Comparison of the mean RMSE values by wTV, U-Net, and DCAR for each patient in \(120^\circ \) cone-beam limited angle tomography with Poisson noise. The relative improvement of DCAR from the U-Net is marked for each patient.

4 Discussion and Conclusion

In the cross-validation experiments, for each test, 16 patients’ CT data are used to train the U-Net. Since only 13 slices are chosen from each patient, 400 slices in total are used for training, which is very likely insufficient. Therefore, the U-Net training on such data has a limited generalization ability to test data. That is one potential cause to the dark holes in the U-Net reconstructions in Fig. 2 in the noise-free case. The occurrence of such dark holes make deep learning reconstructions not consistent to measured projection data. DCAR has the ability to improve such reconstructions by constraining them consistent to measured data.

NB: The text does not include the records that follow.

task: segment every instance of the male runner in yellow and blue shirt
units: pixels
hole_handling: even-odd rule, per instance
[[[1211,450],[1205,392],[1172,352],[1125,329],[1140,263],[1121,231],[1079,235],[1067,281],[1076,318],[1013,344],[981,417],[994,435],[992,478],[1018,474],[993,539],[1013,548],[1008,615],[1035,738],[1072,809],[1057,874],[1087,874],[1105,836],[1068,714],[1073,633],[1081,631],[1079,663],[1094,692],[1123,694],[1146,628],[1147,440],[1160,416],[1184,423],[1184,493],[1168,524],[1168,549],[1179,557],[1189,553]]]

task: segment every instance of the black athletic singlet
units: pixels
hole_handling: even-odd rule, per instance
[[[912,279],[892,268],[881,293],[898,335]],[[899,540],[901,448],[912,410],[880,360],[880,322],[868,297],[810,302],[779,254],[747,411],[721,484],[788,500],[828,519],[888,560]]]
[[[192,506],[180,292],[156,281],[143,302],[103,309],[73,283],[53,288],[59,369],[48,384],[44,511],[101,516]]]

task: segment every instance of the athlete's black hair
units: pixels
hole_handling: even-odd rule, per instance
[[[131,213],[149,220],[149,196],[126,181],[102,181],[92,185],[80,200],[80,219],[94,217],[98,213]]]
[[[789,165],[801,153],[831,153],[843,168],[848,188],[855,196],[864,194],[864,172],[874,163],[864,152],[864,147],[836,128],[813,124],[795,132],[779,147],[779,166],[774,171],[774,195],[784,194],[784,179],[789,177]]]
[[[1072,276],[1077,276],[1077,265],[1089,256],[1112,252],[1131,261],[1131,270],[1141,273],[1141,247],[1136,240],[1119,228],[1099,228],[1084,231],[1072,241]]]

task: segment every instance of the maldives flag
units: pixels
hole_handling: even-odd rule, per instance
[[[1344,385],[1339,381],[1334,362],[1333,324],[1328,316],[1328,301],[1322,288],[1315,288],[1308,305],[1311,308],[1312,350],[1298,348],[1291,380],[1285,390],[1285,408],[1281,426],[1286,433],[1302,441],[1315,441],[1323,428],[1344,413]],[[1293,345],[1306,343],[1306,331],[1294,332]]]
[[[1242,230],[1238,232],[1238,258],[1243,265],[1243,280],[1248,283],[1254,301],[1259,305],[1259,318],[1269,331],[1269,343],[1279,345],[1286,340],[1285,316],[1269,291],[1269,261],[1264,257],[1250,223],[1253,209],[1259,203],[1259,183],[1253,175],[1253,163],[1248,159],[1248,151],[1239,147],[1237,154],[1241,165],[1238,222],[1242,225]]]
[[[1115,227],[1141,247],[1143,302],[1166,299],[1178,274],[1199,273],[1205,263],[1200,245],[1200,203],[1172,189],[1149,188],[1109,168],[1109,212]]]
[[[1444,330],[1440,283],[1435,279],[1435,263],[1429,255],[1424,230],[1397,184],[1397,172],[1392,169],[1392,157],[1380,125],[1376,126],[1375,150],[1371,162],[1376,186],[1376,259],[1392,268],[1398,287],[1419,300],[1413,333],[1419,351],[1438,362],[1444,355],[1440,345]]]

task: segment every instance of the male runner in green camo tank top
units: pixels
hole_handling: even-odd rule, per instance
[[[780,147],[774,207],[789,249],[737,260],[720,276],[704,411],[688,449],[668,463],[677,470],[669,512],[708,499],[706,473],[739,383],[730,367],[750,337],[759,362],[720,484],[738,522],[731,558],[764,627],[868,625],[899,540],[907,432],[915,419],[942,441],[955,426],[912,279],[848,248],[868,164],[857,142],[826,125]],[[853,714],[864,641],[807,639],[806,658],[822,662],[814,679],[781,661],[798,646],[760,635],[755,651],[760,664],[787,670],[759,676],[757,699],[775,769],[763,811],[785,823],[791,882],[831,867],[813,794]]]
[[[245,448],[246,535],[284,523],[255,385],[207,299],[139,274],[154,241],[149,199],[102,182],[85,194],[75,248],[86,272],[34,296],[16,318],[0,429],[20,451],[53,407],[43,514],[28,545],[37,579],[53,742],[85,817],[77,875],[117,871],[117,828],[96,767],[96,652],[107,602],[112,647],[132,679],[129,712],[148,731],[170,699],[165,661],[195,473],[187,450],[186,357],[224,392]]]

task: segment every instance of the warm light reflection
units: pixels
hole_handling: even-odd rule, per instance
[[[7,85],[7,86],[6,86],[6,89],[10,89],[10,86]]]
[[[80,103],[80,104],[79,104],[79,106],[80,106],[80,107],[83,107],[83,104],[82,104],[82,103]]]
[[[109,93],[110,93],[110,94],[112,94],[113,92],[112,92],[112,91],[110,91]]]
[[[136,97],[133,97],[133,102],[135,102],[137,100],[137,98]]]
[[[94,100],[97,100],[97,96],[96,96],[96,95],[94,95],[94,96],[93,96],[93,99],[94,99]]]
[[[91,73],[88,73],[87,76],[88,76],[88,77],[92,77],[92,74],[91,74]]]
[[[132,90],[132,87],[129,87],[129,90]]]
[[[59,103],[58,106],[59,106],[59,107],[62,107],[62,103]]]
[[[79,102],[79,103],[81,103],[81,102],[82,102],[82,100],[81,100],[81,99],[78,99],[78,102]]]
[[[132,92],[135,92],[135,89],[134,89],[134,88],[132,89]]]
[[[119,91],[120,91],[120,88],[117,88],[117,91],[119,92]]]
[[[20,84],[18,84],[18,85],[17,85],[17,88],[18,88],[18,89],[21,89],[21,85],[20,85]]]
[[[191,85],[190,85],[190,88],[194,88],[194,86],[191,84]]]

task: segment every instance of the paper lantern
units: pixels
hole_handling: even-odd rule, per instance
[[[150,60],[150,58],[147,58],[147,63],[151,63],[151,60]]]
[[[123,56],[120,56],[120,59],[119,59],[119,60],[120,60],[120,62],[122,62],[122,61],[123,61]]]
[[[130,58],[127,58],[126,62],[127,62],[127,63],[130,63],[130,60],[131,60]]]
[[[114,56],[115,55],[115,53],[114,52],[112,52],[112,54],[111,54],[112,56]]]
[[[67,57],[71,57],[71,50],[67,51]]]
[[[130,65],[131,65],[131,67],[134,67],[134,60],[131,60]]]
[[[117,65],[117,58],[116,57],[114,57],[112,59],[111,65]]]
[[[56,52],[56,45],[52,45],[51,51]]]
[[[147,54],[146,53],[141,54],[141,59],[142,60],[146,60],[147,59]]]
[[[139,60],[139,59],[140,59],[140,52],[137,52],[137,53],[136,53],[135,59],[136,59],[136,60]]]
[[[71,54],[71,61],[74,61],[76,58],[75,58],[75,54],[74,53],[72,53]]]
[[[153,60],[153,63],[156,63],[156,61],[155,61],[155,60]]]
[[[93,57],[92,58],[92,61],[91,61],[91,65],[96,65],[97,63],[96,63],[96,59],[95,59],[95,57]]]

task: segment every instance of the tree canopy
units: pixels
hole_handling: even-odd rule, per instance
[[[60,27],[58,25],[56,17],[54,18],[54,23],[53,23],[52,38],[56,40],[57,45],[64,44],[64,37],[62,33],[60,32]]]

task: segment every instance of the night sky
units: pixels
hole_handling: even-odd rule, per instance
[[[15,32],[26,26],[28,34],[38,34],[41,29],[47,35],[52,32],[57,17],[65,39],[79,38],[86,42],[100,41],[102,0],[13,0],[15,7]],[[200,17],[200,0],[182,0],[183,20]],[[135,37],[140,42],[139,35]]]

In the noisy case, due to the curse of high dimensional space, noise will accumulate at each layer of the U-Net. Therefore, even if noise has a small magnitude, it still has a severe impact on the output images. That is why the U-Net is not robust to Poisson noise [19]. In this work, the U-Net is trained on data with Poisson noise. This endows the U-Net to deal with Poisson noise to a certain degree. Figure 4 indicates that the U-Net is able to reduce a certain level of Poisson noise in a manner of smoothing structures. In such a manner, some fine structures are also smoothed out, e.g., the small cavities in Fig. 4(f). In addition, in our experimental setup for the noisy case, the initial photon number without attenuation is relatively low. Hence, the Poisson noise in the FBP reconstruction images is well observed. In some cases, e.g. in Fig. 4(g), the Poisson noise is so strong that the U-Net is not able to reduce it. However, DCAR adapts the SART algorithm using soft-thresholding operators, which is noise tolerant. In addition, the wTV regularization further reduces the influence of Poisson noise as such high frequency noise pattern contradicts a gradient-sparse image, which wTV seeks.

In conclusion, the proposed DCAR method has better generalization ability to unseen data and is more robust to Poisson noise than the U-Net. This is demonstrated by our experiments, achieving significant image quality improvement. Compared to the U-Net, our method reduces the RMSE by more than \(10\%\) in the noise-free case and \(24\%\) in the noisy case for \(120^\circ \) cone-beam limited angle tomography.